Le procédé est éminemment cinématographique : raconter une histoire du passé, en ricochant sur un moment du présent qui suit sa propre ellipse temporelle, beaucoup plus courte celle-là, qui prendra fin en même temps que la grande épopée qui nous est narrée. Ainsi l’auteur joue-t-il avec les fils de sa narration, tenant son lecteur en éveil, le rendant attentif aux événements.
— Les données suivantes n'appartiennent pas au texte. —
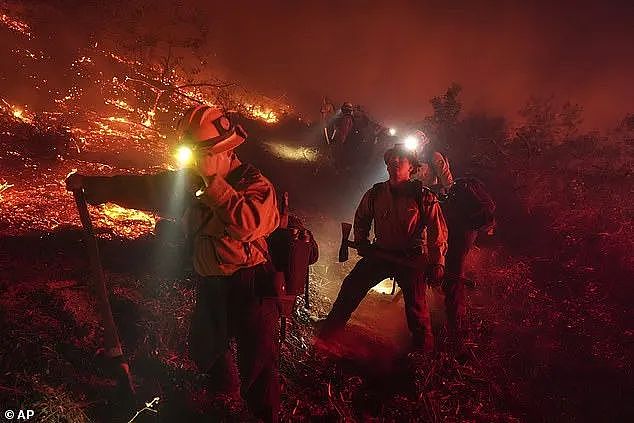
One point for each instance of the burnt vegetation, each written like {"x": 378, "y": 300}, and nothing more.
{"x": 551, "y": 322}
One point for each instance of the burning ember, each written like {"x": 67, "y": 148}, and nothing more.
{"x": 3, "y": 187}
{"x": 15, "y": 25}
{"x": 385, "y": 287}
{"x": 125, "y": 222}
{"x": 267, "y": 115}
{"x": 288, "y": 152}
{"x": 131, "y": 125}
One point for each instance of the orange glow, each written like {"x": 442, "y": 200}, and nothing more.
{"x": 3, "y": 187}
{"x": 258, "y": 112}
{"x": 15, "y": 24}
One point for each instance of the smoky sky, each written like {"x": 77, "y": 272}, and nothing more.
{"x": 393, "y": 56}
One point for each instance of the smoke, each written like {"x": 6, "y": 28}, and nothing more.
{"x": 393, "y": 57}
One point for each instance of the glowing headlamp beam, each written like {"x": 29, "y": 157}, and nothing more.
{"x": 411, "y": 143}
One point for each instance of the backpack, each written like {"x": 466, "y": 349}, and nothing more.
{"x": 469, "y": 202}
{"x": 292, "y": 249}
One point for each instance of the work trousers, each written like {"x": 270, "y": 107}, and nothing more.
{"x": 238, "y": 306}
{"x": 368, "y": 273}
{"x": 459, "y": 243}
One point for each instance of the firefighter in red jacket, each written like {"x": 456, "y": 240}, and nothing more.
{"x": 340, "y": 140}
{"x": 234, "y": 210}
{"x": 407, "y": 221}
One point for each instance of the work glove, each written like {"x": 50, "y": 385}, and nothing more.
{"x": 435, "y": 274}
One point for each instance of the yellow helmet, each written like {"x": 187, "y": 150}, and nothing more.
{"x": 208, "y": 128}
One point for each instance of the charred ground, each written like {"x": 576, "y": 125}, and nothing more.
{"x": 551, "y": 320}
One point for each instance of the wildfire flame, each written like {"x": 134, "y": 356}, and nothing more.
{"x": 15, "y": 25}
{"x": 258, "y": 112}
{"x": 126, "y": 222}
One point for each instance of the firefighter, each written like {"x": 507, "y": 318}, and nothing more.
{"x": 327, "y": 110}
{"x": 340, "y": 136}
{"x": 234, "y": 209}
{"x": 408, "y": 222}
{"x": 434, "y": 169}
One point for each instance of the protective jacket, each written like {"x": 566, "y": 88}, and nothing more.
{"x": 406, "y": 219}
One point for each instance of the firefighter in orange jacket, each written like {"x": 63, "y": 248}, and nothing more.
{"x": 234, "y": 209}
{"x": 434, "y": 169}
{"x": 407, "y": 221}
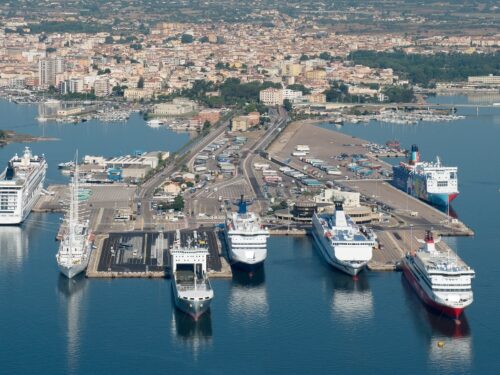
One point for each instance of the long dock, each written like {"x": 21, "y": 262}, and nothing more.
{"x": 146, "y": 255}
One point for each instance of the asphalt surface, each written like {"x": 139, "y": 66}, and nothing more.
{"x": 132, "y": 251}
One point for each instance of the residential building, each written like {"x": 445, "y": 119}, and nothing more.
{"x": 102, "y": 87}
{"x": 271, "y": 96}
{"x": 48, "y": 69}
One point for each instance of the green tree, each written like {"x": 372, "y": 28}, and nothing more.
{"x": 325, "y": 56}
{"x": 187, "y": 38}
{"x": 206, "y": 125}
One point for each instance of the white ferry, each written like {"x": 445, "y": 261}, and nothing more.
{"x": 246, "y": 238}
{"x": 441, "y": 280}
{"x": 341, "y": 242}
{"x": 190, "y": 284}
{"x": 21, "y": 184}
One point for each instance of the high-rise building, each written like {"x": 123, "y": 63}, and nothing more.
{"x": 101, "y": 87}
{"x": 76, "y": 85}
{"x": 48, "y": 69}
{"x": 271, "y": 96}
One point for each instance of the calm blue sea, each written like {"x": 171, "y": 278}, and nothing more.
{"x": 296, "y": 316}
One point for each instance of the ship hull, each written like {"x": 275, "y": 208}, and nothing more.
{"x": 195, "y": 309}
{"x": 450, "y": 311}
{"x": 19, "y": 218}
{"x": 333, "y": 261}
{"x": 72, "y": 271}
{"x": 245, "y": 259}
{"x": 416, "y": 187}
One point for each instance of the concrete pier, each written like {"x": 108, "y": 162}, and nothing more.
{"x": 146, "y": 254}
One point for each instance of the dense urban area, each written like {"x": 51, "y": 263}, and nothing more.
{"x": 254, "y": 96}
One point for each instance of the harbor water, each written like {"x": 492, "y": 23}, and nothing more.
{"x": 297, "y": 315}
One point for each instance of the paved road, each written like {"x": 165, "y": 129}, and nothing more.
{"x": 261, "y": 145}
{"x": 147, "y": 189}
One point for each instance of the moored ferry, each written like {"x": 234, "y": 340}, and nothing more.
{"x": 341, "y": 242}
{"x": 246, "y": 238}
{"x": 430, "y": 182}
{"x": 190, "y": 284}
{"x": 21, "y": 184}
{"x": 441, "y": 279}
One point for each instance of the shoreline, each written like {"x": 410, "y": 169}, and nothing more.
{"x": 13, "y": 137}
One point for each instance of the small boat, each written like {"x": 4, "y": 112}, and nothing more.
{"x": 67, "y": 165}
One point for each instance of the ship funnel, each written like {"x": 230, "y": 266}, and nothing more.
{"x": 339, "y": 206}
{"x": 415, "y": 156}
{"x": 242, "y": 206}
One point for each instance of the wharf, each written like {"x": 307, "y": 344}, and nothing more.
{"x": 146, "y": 255}
{"x": 393, "y": 245}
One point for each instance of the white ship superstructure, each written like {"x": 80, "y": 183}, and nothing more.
{"x": 441, "y": 279}
{"x": 76, "y": 245}
{"x": 190, "y": 285}
{"x": 341, "y": 242}
{"x": 21, "y": 184}
{"x": 246, "y": 238}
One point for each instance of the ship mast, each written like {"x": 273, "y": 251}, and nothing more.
{"x": 73, "y": 207}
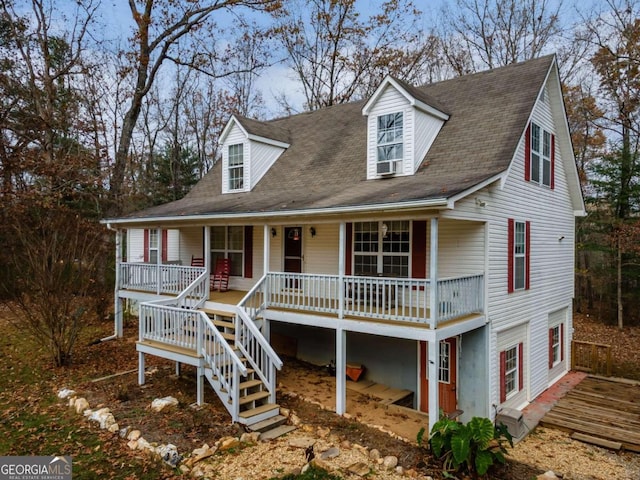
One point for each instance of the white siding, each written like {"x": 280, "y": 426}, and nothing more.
{"x": 390, "y": 101}
{"x": 135, "y": 245}
{"x": 552, "y": 260}
{"x": 234, "y": 137}
{"x": 262, "y": 158}
{"x": 426, "y": 129}
{"x": 460, "y": 248}
{"x": 191, "y": 244}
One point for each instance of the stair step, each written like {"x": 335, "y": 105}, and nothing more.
{"x": 258, "y": 411}
{"x": 276, "y": 432}
{"x": 224, "y": 324}
{"x": 250, "y": 383}
{"x": 268, "y": 424}
{"x": 252, "y": 397}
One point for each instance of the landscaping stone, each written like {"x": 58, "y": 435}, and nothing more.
{"x": 160, "y": 404}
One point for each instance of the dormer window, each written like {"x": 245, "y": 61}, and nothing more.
{"x": 389, "y": 142}
{"x": 236, "y": 167}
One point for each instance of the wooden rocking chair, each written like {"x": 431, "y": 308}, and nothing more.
{"x": 220, "y": 275}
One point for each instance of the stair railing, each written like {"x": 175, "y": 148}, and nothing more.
{"x": 250, "y": 341}
{"x": 225, "y": 365}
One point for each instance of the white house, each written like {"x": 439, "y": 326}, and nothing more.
{"x": 426, "y": 233}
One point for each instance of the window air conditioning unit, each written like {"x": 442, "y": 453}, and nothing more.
{"x": 514, "y": 421}
{"x": 386, "y": 168}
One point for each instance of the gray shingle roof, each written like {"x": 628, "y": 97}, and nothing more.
{"x": 325, "y": 165}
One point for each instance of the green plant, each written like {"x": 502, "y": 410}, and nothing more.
{"x": 473, "y": 447}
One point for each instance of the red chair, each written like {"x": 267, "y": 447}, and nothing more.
{"x": 220, "y": 275}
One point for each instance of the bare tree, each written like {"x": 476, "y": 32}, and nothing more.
{"x": 480, "y": 34}
{"x": 160, "y": 26}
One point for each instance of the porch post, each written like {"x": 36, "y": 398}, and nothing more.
{"x": 433, "y": 275}
{"x": 266, "y": 249}
{"x": 207, "y": 248}
{"x": 159, "y": 278}
{"x": 117, "y": 317}
{"x": 341, "y": 267}
{"x": 341, "y": 365}
{"x": 434, "y": 387}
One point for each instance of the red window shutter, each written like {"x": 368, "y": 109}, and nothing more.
{"x": 419, "y": 249}
{"x": 527, "y": 258}
{"x": 527, "y": 154}
{"x": 520, "y": 366}
{"x": 503, "y": 371}
{"x": 146, "y": 245}
{"x": 348, "y": 249}
{"x": 165, "y": 243}
{"x": 510, "y": 241}
{"x": 550, "y": 348}
{"x": 248, "y": 251}
{"x": 553, "y": 162}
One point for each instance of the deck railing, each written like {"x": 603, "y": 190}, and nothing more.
{"x": 399, "y": 299}
{"x": 160, "y": 279}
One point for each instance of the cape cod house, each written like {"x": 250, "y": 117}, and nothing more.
{"x": 426, "y": 233}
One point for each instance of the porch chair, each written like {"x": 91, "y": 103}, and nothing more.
{"x": 220, "y": 276}
{"x": 197, "y": 261}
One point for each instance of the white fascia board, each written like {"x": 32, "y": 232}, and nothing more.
{"x": 430, "y": 110}
{"x": 268, "y": 141}
{"x": 410, "y": 98}
{"x": 474, "y": 189}
{"x": 401, "y": 206}
{"x": 227, "y": 128}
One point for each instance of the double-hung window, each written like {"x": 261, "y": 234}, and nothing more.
{"x": 382, "y": 248}
{"x": 389, "y": 142}
{"x": 236, "y": 167}
{"x": 228, "y": 242}
{"x": 519, "y": 240}
{"x": 541, "y": 155}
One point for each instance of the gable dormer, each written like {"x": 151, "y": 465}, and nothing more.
{"x": 249, "y": 149}
{"x": 402, "y": 123}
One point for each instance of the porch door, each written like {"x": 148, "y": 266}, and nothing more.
{"x": 447, "y": 373}
{"x": 293, "y": 252}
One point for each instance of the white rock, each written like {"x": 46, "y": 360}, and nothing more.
{"x": 66, "y": 393}
{"x": 81, "y": 404}
{"x": 160, "y": 403}
{"x": 390, "y": 462}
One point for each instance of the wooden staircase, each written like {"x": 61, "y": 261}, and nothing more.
{"x": 253, "y": 395}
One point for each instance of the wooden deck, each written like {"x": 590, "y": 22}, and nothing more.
{"x": 601, "y": 411}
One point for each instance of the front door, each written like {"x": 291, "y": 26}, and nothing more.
{"x": 447, "y": 373}
{"x": 293, "y": 250}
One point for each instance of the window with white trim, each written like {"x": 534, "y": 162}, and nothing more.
{"x": 389, "y": 142}
{"x": 511, "y": 372}
{"x": 235, "y": 163}
{"x": 153, "y": 245}
{"x": 555, "y": 346}
{"x": 228, "y": 242}
{"x": 382, "y": 248}
{"x": 540, "y": 155}
{"x": 519, "y": 255}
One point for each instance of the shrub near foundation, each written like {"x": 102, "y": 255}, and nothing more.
{"x": 472, "y": 448}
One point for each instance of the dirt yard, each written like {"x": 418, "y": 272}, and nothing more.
{"x": 302, "y": 389}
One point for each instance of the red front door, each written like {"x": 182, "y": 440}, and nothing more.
{"x": 447, "y": 373}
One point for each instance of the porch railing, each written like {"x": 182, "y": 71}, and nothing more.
{"x": 160, "y": 279}
{"x": 253, "y": 345}
{"x": 400, "y": 299}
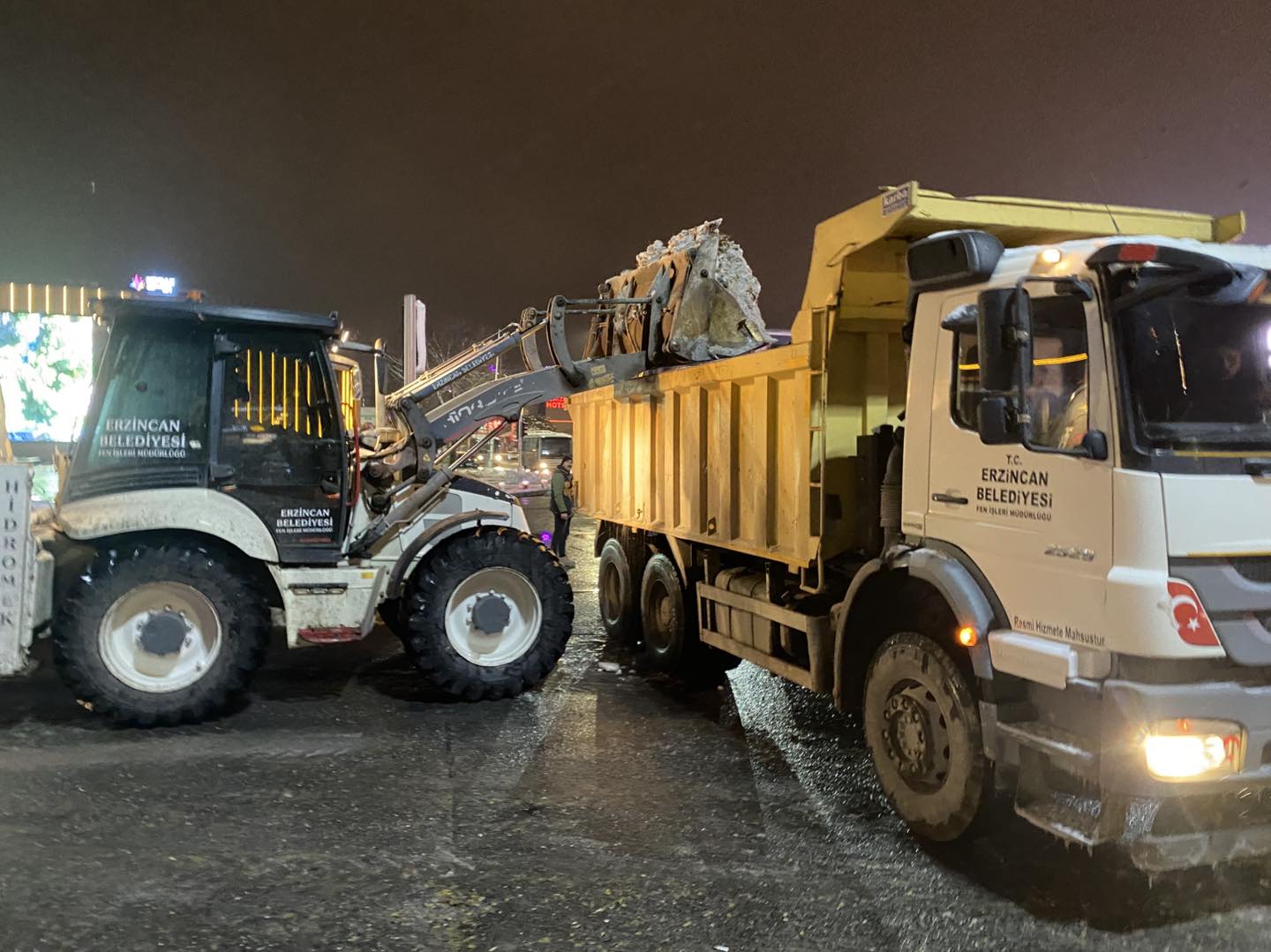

Zoom arrière, zoom avant, procédé captivant qui, encore une fois, ouvre l’histoire. Les histoires.

Mais si l’auteur nous ramène régulièrement dans le présent, comme on taperait ses pieds sur le sol pour être certain d’être bien ancré, c’est pour y faire passer, à travers un miroir révélateur, la fiction qu’il déroule, lui donnant ainsi des échos imminemment actuels. L’histoire de Garry Davis prend sens à travers la sienne qui se déroule en creux, en éclats de souvenirs.

Parallèlement, les certitudes du narrateur s’ébranlent : dans les mots de Julia, que nous n’entendrons pas, on perçoit la beauté de la vie, la croyance en de possibles horizons, la force qui émane de son « petit corps d’oiseau ». Le destin de Garry Davis qu’elle expose avec pugnacité, vient contrer obstinément la mélancolie résignée de cet inconnu à qui elle va offrir, du bout de ses lèvres rouges, quelques bribes de sa vie.

« Garry Davis est un fiction ». Et pourtant, malgré cette affirmation qui reviendra, telle un leitmotiv, l’histoire du pacifiste mondialiste s’incarne, prend chair à travers la présence de Julia, qui la met au monde, en accouche littéralement, le temps d’une soirée, sur cette terrasse « au bord du monde ». L’histoire s’engouffre et jaillit à la fois de la bouche de Julia, passeuse hypnotique de la vie de Garry Davis.

Il y a aussi, dans ce roman, la beauté de la rencontre, son hasard merveilleux, les fragilités qu’elle révèle, ces morceaux de soi qu’on a envie d’offrir mais qu’on retient en espérant qu’ils se déverseront à la faveur d’un moment d’ivresse.

Séduire, aimer, se séparer, espérer, abandonner : l’histoire d’un amour déchiré et celle d’une rupture annoncée serpentent et s’enroulent autour de Julia et du narrateur.

L’amour, et le moment de l’amour qui aspire le monde et les corps, remplit intensément le présent. Le désir, liqueur délicieuse, qui vient surprendre et capturer les sens du narrateur. L’espoir désespéré de garder en lui l’évanescence de l’intensité du moment : « Mais cela au moins, nous l’aurons vécu, n’est-ce pas ? Cela au moins aura été, entre nous tous, entre nous deux, avant que tout se dissipe encore dans le chaos d’absence ordinaire qui nous tient lieu de présent. »

Amour sublime, enfin, noyade éperdue dans cet emmêlement infiniment tendre, sur cette plage de Guéthary, où l’auteur nous livre le fantasme d’une nuit d’amour, la plus douce qui soit, la pénétration d’un sexe dans l’autre d’une tendresse infinie, qui mène de la vulve au cœur. Au-delà de la jouissance, de la frénésie du frottement, l’épanouissement de la chair intime, le creux et le plein noués comme une évidence.

« Garry Davis est une fiction », mais le réel ne l’est-il pas aussi ?

Dans les mots flamboyants de Frédéric Aribit, dans les ondes sensuelles de ses phrasés poétiques, il y a, par-dessus tout, ce goût intense pour la beauté. C’est aussi ça que j’emporte avec moi.